Une équipe spécialisée pour abattre un loup déployée dans les Ardennes
          Un éleveur, qui a perdu plusieurs bêtes depuis le mois de mai, a été autorisé à abattre l'animal mais c'est une équipe notamment composée de chasseurs qui va s'en charger.

Un éleveur, ayant subi des pertes importantes parmi son troupeau depuis le mois de mai, a obtenu l’autorisation d’abattre l’animal responsable. Cependant, c’est un groupe de chasseurs qui a été désigné pour mener à bien cette mission.

Une équipe spécialisée missionnée pour abattre un loup dans les Ardennes

La préfecture du département des Ardennes a annoncé la mise en place d’une équipe spécialisée chargée d’abattre un loup qui sévit dans la région. Cette décision fait suite à l’autorisation donnée à un éleveur de tirer sur l’animal pour protéger son troupeau.

Cet éleveur, basé à Briquenay près de Vouziers, a subi plusieurs attaques de la part du loup, causant la perte de deux moutons et cinq bovins depuis le mois de mai. Ne disposant pas du permis de chasse nécessaire, il n’était pas en mesure d’abattre lui-même l’animal. C’est pourquoi la préfecture a décidé de mettre en place une équipe composée de chasseurs spécialisés, de lieutenants de louveterie et d’un agent de l’Office français de la biodiversité pour traquer et tuer le loup.

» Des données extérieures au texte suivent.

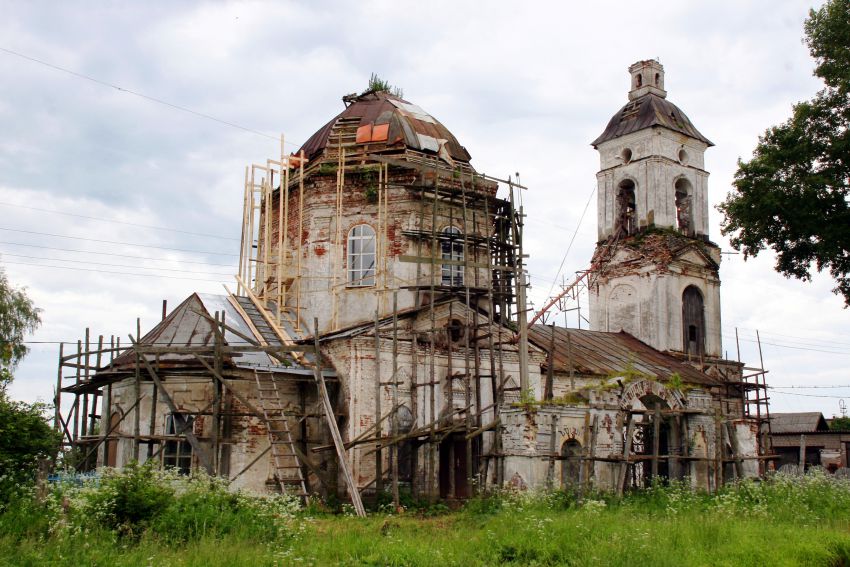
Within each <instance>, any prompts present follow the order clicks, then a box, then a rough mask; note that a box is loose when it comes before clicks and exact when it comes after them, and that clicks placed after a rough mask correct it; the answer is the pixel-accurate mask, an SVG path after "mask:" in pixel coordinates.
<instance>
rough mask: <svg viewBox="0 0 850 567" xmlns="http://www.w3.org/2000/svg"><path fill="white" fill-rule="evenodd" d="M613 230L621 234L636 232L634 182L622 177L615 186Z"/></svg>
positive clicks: (634, 188) (635, 216) (635, 213)
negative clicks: (625, 178) (617, 185)
mask: <svg viewBox="0 0 850 567" xmlns="http://www.w3.org/2000/svg"><path fill="white" fill-rule="evenodd" d="M614 231H615V232H622V234H623V235H629V234H634V233H636V232H637V204H636V200H635V182H634V181H632V180H631V179H623V180H622V181H621V182H620V184H619V185H618V186H617V222H616V226H615V227H614Z"/></svg>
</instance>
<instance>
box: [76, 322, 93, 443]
mask: <svg viewBox="0 0 850 567" xmlns="http://www.w3.org/2000/svg"><path fill="white" fill-rule="evenodd" d="M90 338H91V330H90V329H89V328H88V327H86V343H85V344H86V350H85V351H84V352H85V355H84V358H83V360H85V362H84V363H83V360H77V364H81V363H82V364H84V369H83V382H85V383H88V381H89V356H90V355H89V351H90V350H91V340H90ZM80 428H81V431H82V436H83V437H85V436H87V435H88V433H89V395H88V394H87V393H86V394H83V419H82V423H81V424H80Z"/></svg>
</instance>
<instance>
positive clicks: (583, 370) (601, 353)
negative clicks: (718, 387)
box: [528, 325, 721, 386]
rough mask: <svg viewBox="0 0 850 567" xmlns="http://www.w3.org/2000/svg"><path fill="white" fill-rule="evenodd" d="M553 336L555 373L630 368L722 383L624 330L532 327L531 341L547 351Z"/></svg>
mask: <svg viewBox="0 0 850 567" xmlns="http://www.w3.org/2000/svg"><path fill="white" fill-rule="evenodd" d="M553 333H554V343H555V349H554V353H553V363H554V369H555V371H556V372H569V371H570V368H572V370H573V372H576V373H578V374H585V375H591V376H610V375H612V374H616V373H618V372H622V371H623V370H625V369H626V368H627V367H631V368H633V369H634V370H636V371H638V372H642V373H644V374H647V375H649V376H652V377H654V378H656V379H658V380H668V379H669V378H670V376H671V375H672V374H674V373H676V374H678V375H679V376H681V378H682V381H683V382H685V383H688V384H699V385H703V386H715V385H719V384H720V383H721V382H720V381H719V380H717V379H716V378H713V377H711V376H709V375H708V374H706V373H704V372H700V371H699V370H697V369H696V368H694V367H693V366H690V365H688V364H685V363H683V362H681V361H679V360H678V359H677V358H675V357H673V356H671V355H669V354H666V353H664V352H661V351H659V350H656V349H654V348H652V347H651V346H649V345H648V344H646V343H644V342H643V341H641V340H639V339H637V338H635V337H633V336H632V335H630V334H628V333H626V332H624V331H620V332H619V333H607V332H603V331H588V330H585V329H566V328H564V327H551V326H549V325H532V327H531V328H529V334H528V338H529V340H530V341H532V342H533V343H534V344H535V345H537V346H538V347H540V348H542V349H543V350H544V351H546V352H548V351H549V349H550V348H551V346H552V339H553V336H552V335H553Z"/></svg>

Christophe Fradier, directeur départemental des territoires des Ardennes, justifie cette décision en soulignant le comportement anormal de l’animal, qui ne consomme pas la majeure partie des proies qu’il tue.

Des avis divergents sur la solution d’abattre le loup

Ludovic Beaurain, administrateur de la Fédération des éleveurs de moutons ardennais et maire de Villers-Devant-Mouzon, regrette le caractère tardif de la décision. Pour lui, abattre le loup n’est pas la seule solution et il préconise plutôt sa capture et son placement dans des parcs. De son côté, le réseau Ferus, défenseur des grands prédateurs, estime que l’extermination du loup n’est pas la meilleure solution. Guy Castelain, référent du réseau dans les Ardennes, propose plutôt d’éduquer l’animal en utilisant des tirs d’effarouchement avec des balles en caoutchouc pour le dissuader.